O ex-mandatário de 69 anos evitará a prisão, uma vez que o tribunal considerou uma alternativa aos seis meses de cumprimento obrigatório da pena de um ano.

Em setembro de 2021, a Justiça já tinha considerado Sarkozy culpado em primeira instância por ter excedido o marco legal de suas despesas de campanha eleitoral e impôs então um ano de prisão.

Contudo, diferentemente de outros réus, o ex-presidente não foi acusado do próprio sistema de faturas falsas, concebido para ocultar a explosão de despesas: quase 43 milhões de euros (230,5 milhões de reais na cotação atual) face ao limite legal de 22,5 milhões (120,6 milhões de reais).

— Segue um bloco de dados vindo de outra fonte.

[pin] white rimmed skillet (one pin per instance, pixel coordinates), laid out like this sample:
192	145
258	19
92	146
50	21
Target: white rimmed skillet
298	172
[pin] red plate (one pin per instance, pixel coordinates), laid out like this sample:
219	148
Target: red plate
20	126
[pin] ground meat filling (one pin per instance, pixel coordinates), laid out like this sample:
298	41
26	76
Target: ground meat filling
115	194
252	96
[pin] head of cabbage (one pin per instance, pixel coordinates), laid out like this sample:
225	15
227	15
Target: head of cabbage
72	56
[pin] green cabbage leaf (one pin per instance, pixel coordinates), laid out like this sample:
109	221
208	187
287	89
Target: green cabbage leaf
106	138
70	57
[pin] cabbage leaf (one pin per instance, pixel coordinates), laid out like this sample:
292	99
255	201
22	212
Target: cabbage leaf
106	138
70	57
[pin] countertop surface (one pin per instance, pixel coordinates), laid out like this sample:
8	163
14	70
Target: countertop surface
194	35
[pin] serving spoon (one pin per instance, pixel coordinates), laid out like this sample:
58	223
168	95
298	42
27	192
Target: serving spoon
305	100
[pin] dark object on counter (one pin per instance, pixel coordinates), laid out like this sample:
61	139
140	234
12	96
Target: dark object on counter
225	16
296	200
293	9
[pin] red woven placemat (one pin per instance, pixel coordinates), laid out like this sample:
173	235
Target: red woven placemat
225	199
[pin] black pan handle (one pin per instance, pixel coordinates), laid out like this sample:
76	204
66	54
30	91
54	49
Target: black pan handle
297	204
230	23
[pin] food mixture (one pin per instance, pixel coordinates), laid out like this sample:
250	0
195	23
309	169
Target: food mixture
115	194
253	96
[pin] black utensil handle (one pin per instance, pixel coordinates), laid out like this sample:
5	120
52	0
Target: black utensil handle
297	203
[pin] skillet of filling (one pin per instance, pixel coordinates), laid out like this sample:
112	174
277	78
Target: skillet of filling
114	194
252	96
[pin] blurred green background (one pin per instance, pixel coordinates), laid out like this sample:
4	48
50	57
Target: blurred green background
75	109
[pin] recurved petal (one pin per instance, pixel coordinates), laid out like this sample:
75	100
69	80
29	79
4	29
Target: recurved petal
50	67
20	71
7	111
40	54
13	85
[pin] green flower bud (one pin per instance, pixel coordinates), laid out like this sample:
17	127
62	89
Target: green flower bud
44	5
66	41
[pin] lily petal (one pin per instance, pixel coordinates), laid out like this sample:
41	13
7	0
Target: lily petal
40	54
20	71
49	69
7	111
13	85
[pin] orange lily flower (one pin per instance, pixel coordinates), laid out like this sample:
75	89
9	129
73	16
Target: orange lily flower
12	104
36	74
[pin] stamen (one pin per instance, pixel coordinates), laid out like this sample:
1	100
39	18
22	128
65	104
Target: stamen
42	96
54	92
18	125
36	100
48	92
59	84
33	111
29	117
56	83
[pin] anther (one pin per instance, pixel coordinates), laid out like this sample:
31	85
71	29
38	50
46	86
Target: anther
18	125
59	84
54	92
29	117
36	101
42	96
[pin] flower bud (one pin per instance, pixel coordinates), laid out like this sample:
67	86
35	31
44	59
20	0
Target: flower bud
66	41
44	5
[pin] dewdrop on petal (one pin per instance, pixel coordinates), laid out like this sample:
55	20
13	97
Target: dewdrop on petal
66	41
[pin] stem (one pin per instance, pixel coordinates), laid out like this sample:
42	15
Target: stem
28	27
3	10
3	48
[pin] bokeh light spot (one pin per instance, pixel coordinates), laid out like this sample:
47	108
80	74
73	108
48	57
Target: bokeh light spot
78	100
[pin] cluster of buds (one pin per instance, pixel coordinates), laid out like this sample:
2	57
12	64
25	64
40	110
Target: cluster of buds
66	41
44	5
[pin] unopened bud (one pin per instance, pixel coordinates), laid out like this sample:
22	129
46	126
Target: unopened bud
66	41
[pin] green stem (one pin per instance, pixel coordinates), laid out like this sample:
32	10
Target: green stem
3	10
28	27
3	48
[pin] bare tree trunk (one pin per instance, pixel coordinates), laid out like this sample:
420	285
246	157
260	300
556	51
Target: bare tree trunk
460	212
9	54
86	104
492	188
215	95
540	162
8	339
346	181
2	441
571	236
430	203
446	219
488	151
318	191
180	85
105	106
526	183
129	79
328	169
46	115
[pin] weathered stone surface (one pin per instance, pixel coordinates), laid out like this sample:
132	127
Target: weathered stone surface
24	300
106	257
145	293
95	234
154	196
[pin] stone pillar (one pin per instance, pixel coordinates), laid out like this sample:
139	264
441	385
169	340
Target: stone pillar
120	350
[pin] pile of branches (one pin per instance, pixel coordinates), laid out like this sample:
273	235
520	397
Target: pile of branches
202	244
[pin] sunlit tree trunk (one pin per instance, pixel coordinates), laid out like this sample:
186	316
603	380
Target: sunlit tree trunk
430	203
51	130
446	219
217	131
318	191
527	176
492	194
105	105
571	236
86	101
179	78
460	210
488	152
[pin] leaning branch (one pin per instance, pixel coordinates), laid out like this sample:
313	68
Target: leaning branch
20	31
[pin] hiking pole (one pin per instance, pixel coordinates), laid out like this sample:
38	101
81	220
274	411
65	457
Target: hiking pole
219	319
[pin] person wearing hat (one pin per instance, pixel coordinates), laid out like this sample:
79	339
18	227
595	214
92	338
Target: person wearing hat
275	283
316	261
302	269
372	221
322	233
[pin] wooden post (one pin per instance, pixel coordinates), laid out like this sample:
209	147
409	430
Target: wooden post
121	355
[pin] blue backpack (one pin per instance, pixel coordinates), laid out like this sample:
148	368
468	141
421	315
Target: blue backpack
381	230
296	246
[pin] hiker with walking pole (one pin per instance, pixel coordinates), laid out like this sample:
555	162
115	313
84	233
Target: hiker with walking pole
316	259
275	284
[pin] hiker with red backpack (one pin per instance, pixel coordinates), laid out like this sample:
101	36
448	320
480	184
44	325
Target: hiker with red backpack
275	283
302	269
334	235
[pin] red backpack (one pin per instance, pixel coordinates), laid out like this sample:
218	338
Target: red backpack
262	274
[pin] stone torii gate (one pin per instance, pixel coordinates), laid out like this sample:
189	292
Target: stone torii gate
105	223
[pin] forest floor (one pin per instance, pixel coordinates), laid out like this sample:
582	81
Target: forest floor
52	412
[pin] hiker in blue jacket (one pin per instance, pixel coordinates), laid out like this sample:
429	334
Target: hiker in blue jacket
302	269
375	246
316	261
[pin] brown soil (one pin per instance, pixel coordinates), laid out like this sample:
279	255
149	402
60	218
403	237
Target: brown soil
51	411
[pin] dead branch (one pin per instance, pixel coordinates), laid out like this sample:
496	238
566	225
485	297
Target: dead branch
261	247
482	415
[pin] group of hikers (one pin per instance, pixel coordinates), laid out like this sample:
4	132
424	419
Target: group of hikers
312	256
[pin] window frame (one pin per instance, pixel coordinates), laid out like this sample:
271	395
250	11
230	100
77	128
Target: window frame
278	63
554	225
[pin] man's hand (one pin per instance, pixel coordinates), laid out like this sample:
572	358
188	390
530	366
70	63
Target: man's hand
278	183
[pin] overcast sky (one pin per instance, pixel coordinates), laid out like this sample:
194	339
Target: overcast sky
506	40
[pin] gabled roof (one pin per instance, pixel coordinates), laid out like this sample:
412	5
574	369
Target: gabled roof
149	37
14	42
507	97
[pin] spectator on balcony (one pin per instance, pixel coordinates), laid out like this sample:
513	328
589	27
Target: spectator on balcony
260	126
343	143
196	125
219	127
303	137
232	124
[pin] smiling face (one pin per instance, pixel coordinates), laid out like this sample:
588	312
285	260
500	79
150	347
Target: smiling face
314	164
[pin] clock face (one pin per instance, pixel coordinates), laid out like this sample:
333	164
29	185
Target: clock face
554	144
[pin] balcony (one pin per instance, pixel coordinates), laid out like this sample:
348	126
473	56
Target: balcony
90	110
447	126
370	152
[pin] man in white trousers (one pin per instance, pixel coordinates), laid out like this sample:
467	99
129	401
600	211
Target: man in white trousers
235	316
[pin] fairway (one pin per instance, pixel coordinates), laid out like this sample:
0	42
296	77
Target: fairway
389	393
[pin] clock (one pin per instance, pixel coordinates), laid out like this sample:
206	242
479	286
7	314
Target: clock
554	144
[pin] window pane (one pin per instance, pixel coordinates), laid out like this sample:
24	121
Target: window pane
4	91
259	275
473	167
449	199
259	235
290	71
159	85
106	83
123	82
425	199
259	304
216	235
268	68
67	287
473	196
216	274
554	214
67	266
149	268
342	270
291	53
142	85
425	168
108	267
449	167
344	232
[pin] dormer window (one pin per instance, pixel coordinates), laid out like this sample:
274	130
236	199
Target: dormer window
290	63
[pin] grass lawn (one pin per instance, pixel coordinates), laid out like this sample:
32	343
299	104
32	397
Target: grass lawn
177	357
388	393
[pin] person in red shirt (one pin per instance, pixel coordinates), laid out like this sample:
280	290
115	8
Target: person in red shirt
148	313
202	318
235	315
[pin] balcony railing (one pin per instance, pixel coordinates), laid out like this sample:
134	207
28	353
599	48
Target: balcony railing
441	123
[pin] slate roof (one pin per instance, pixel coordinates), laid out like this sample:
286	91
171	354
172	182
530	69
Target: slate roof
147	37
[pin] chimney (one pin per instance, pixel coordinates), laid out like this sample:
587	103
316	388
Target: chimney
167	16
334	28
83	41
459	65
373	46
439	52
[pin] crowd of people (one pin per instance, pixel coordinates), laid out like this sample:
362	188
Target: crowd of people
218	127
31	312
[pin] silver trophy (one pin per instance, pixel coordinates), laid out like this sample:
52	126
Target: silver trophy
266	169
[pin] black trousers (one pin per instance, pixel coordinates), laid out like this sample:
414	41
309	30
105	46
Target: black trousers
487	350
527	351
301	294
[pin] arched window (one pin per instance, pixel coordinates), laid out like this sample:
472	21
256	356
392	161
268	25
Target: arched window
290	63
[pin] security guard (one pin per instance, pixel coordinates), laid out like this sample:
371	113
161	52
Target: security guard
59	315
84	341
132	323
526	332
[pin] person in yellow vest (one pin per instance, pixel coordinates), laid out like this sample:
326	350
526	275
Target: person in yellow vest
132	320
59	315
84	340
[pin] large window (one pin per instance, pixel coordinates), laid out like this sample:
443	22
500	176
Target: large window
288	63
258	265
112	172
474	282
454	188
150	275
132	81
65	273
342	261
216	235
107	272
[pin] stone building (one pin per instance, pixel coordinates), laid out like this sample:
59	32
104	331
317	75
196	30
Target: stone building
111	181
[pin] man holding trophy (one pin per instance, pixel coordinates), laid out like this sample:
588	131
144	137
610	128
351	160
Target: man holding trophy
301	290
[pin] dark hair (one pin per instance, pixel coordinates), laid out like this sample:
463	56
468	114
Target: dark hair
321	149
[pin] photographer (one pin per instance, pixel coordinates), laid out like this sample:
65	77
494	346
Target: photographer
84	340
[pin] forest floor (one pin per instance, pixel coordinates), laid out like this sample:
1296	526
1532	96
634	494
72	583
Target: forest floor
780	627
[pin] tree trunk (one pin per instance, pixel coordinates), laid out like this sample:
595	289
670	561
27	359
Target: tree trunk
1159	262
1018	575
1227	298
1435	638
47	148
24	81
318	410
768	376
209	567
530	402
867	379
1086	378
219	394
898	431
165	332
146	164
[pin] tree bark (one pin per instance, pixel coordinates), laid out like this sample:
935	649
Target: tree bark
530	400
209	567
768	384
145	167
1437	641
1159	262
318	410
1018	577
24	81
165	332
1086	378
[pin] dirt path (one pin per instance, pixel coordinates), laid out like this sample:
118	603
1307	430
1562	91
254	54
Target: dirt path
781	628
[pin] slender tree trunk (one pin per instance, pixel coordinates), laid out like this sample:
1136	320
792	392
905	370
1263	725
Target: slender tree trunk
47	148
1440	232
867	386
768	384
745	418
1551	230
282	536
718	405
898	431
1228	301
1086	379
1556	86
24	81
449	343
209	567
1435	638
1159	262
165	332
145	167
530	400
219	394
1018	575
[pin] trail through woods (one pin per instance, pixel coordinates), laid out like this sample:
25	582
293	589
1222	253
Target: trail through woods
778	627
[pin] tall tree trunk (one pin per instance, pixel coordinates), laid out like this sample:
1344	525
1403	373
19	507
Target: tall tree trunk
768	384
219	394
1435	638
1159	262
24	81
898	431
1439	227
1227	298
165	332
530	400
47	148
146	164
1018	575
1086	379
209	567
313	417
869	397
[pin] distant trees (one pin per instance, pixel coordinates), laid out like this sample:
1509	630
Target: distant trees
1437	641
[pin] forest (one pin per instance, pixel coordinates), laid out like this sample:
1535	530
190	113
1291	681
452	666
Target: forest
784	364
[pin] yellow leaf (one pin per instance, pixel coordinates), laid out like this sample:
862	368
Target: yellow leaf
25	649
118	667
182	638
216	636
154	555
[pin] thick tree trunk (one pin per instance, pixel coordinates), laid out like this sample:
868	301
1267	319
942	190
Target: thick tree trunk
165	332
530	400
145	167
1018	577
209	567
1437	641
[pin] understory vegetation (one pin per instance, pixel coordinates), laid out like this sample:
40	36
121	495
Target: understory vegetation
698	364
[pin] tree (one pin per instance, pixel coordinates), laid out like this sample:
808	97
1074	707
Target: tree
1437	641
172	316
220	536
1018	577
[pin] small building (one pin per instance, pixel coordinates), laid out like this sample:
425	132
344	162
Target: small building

Doze ex-dirigentes de sua campanha, incluindo membros de seu então partido de direita UMP — renomeado como Os Republicanos — ou da empresa Bygmalion, foram julgados em recurso por cumplicidade no "financiamento ilegal de campanha", mas também por fraude ou quebra de confiança, entre outros.

O caso veio à tona dois anos após a campanha presidencial de 2012 — que perdeu para o socialista François Hollande — e abalou o partido de direita.

Com uma agenda judicial cheia, o ex-presidente conservador enfrenta outro julgamento em 2025 por suspeitas de ter recebido financiamento da Líbia em sua campanha eleitoral de 2007. Além disso, entrou com recurso sobre a condenação de um ano de prisão num julgamento sobre a corrupção de um alto magistrado.

Em outubro, Sarkozy, parceiro da cantora, atriz e modelo Carla Bruni, foi acusado em outro caso por suposta manipulação de testemunhas.